Sam creía que Mozart no se había encontrado con nadie que hubiese conocido en la
Tierra.
Hasta el momento, él mismo solo se había encontrado con tres personas que había conocido y con las que había mantenido relaciones amplias durante toda su vida y todos sus viajes por el mundo. El que su esposa Livy fuese una de estas tres personas era una
coincidencia que excedía los límites de lo verosímil. Sospechaba que el Misterioso Extraño lo había arreglado. Pero ni siquiera la ansiedad de Mozart por ver al arzobispo confirmaba que fuese realmente Mozart. En primer lugar, los impostores que Sam había conocido insistían con frecuencia en que sus supuestos viejos amigos o bien estaban equivocados o bien ellos mismos eran los impostores. En segundo lugar, el arzobispo de Salzburgo no vivía en Parolando. Sam no tenía ni idea de dónde estaba. Lo había dicho sólo por ver la reacción de Mozart.
Sam se mostró conforme con que Sinjoro Mozart solicitase la ciudadanía. En primer lugar, le habló con toda claridad de los instrumentos musicales. Aún no estaban construidos, y no serían de madera ni de latón. Serían instrumentos electrónicos que podrían reproducir exactamente los sonidos de distintos instrumentos. Pero si realmente Sinjoro Mozart era el hombre que afirmaba ser tenía una buena oportunidad de ser el director de la orquesta, y podía disponer de cuanto tiempo desease para componer nuevas obras. Sam no le prometió que fuese a dirigir la orquesta. Había aprendido a no hacer promesas.

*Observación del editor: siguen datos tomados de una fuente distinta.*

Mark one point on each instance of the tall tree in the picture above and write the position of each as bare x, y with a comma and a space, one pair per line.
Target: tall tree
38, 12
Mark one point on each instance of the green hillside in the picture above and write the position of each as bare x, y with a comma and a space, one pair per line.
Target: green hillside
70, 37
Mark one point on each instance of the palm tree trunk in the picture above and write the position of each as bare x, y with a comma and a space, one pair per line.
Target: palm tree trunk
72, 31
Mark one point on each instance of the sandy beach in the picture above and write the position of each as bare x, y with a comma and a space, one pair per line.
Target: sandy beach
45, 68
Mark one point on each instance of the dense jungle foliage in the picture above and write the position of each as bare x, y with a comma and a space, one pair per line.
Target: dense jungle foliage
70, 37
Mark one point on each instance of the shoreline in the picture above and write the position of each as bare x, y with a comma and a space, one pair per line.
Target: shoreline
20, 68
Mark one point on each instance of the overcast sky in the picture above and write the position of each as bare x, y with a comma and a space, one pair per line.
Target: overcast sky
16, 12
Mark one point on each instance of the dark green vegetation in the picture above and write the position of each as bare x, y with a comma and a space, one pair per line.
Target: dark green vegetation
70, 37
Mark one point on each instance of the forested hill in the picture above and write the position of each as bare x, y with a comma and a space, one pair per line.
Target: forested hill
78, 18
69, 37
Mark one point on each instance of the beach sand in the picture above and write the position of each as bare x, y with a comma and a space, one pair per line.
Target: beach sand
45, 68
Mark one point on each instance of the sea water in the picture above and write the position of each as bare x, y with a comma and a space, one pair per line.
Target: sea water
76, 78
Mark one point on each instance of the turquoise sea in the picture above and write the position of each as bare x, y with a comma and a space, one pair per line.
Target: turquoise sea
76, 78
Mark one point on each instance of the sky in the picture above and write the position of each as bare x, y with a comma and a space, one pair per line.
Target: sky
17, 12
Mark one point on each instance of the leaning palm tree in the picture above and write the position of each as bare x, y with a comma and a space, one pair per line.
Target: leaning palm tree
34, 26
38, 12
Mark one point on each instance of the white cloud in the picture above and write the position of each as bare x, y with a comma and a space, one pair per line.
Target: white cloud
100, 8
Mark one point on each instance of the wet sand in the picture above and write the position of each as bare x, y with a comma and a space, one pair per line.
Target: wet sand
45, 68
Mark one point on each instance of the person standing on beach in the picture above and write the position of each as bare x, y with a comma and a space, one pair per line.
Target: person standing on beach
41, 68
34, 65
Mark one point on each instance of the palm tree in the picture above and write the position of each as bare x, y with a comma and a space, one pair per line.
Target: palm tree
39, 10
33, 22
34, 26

Se estaba celebrando una gran fiesta en el palacio de Juan en honor de Hacking, que parecía haber descargado su veneno del día en la primera reunión. Sam habló con él durante una hora y descubrió que Hacking era un hombre inteligente y letrado. Un autodidacta de gran sensibilidad imaginativa y poética. Esto daba aún mayor tristeza a la situación, pues su talento había sido trágicamente anulado.
Hacia la medianoche, Sam acompañó a Hacking y a su grupo al gran edificio de treinta habitaciones y dos plantas, de piedra y bambú, destinado a los invitados oficiales. Luego volvió en jeep hasta su casa, situada a trescientos metros de distancia. Joe gruñó un poco porque hubiese querido conducir él, aunque sus piernas eran demasiado largas para permitírselo. Subieron la escalera y abrieron la puerta. Joe entró en su habitación del fondo y se dejó caer en la cama con un rinchido que hizo estremecerse la casa. Sam miró por las portillas justo a tiempo para ver a Cyrano y a Livy, cogidos del brazo, entrar por la puerta de su cabaña. A su izquierda, un poco por encima de la de ellos, estaba la de Richthofen, donde él y Gwenafra estarían ya acostados. Murmuró ¡buenas noches!, sin saber exactamente a quién se dirigía, y se echó en su cama. Había sido un día largo, duro y tenso, coronado con una inmensa fiesta en la que todo el mundo había bebido asombrosas cantidades de alcohol y mascado goma de los sueños y fumado gran cantidad de tabaco y de marijuana.
Se despertó soñando que estaba en California durante un terremoto en la fiesta del
Cuatro de Julio.
Saltó de la cama y recorrió el tembloroso piso hasta la timonera. Antes de llegar a las portillas se dio cuenta de que las explosiones y los temblores de tierra los causaban los invasores. No pudo llegar hasta las portillas, porque un cohete, silbando, dejando tras de sí una roja estela flameante, derribó uno de los pilares. El estruendo le ensordeció, el humo penetró arremolinado por las portillas rotas, y él cayó hacia adelante. La casa se desplomó, su parte central cayó a tierra. La historia se repetía.